Il palazzo della Regione Liguria a Genova - Ansa
Sono passati 32 anni, ma è come fosse ieri. Non per la portata degli scandali e delle inchieste giudiziarie e neppure per il paragone con Tangentopoli. Il fantasma della corruzione e i rapporti opachi tra imprese e politica ripropongono un interrogativo irrisolto: come si finanzia l’attività di partiti e candidati? In controluce, è anche questo ciò che emerge dalle indagini sul “sistema Genova” e dalle accuse rivolte in particolare al presidente della Regione, Giovanni Toti.
«Gli attori politici dovrebbero chiedersi, ogniqualvolta ricevono donazioni: da chi possiamo accettare finanziamenti? Chi può sostenere questo tipo di attività?» sottolinea Federico Anghelé, direttore di “The Good Lobby Italia”, organizzazione non profit fondata nel 2015 che recentemente ha organizzato un convegno pubblico dedicato al tema del finanziamento alle forze politiche. «Una distanza tra soggetti diversi deve esserci - continua Anghelé -, così come è necessario un apparato di autoregolamentazione. Da quel che sta emergendo negli ultimi casi, Genova compresa, spesso si dà per scontato che le risorse dei privati alla politica siano finalizzate ad avere un tornaconto successivo. Non può essere così, perciò bisogna intervenire». Va detto che ai partiti sono andati sostituendosi, negli ultimi anni, i “think tank”, le Fondazioni politiche e le associazioni: Open Polis ne ha contate ben 121, a testimonianza del fatto che lo strumento è molto utilizzato. Ricorderete il caso della Fondazione Open, a suo tempo utilizzata da Matteo Renzi, anch’essa finita nel mirino della magistratura. Normalmente, il controllo delle donazioni è demandato a un comitato interno al Parlamento, previsto per legge, che però non ha personale sufficiente per effettuare le necessarie verifiche. Nella proposta di istituire un “Manifesto del finanziamento etico, trasparente e democratico”, c’è un punto che fa riferimento alla necessità che le istituzioni si occupino, rispettivamente di “istituire un Registro elettronico unico per finanziamenti e rendiconti” e di “potenziare organi di controllo e monitoraggio”, dando alla “Commissione di garanzia degli statuti maggiori risorse per poter affrontare adeguatamente i compiti affidati”.
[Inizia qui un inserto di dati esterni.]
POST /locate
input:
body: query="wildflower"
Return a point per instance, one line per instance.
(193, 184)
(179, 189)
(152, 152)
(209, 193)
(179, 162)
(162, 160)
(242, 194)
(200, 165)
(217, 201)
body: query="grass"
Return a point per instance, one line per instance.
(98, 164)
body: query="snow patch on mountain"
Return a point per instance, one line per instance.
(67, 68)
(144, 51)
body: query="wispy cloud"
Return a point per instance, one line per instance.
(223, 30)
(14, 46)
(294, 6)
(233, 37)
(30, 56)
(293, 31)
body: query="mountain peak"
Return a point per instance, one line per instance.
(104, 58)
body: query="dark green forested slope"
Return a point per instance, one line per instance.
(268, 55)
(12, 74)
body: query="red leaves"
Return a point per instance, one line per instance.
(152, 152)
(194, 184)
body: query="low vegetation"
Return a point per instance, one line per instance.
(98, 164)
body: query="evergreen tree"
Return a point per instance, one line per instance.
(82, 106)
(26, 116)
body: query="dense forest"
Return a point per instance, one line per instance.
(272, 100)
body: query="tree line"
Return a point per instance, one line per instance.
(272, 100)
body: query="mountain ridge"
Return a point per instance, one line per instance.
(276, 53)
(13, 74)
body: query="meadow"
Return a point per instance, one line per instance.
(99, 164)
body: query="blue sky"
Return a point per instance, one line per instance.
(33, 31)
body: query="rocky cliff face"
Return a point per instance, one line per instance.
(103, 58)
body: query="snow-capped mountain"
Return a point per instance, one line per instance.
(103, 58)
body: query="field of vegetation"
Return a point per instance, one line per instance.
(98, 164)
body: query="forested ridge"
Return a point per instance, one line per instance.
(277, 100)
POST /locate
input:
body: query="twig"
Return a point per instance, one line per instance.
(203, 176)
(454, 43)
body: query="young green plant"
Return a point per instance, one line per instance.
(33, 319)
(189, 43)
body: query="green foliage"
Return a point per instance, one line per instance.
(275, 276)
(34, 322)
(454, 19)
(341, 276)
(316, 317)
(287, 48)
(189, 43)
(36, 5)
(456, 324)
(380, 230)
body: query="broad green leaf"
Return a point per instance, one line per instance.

Quanto ai doveri e alle responsabilità del mondo politico, invece, la prima regola dovrebbe essere la segnalazione di possibili conflitti di interesse tra chi finanzia e chi riceve. «Il rischio vero in una fase storica come questa, dove l’indifferenza alla cosa pubblica è crescente, è quello di provocare un aumento della sfiducia da parte dei cittadini, già restii a considerare la politica come meritevole di risorse». La dimostrazione arriva dal caso del 2 per mille: sono solo 1,7 milioni gli italiani che hanno deciso di avvalersi di questa possibilità, su un totale di 42 milioni di contribuenti. «Un finanziamento alla politica prevalentemente privato avrebbe bisogno di anticorpi in materia di trasparenza ad oggi ancora largamente assenti - riflette Anghelé -: una regolamentazione del lobbying che ci permetta di tracciare i rapporti tra i portatori di interesse e le istituzioni; una piattaforma unica nazionale che consenta a tutti un controllo puntuale e costante del finanziamento, non solo ai partiti ma anche ai candidati e alle fondazioni politiche; risorse adeguate per il comitato incaricato di controllare ed eventualmente sanzionare».
Le polemiche relative al caso Toti, al netto della contingenza politica e degli interessi momentanei degli schieramenti in campo, vista anche la campagna elettorale, non devono però far perdere di vista la questione centrale, che è e resta la questione morale. Solo affrontando una volta per tutte i nodi irrisolti della democrazia moderna, si potrà uscire dalle ambiguità che sono rimaste intatte negli ultimi decenni.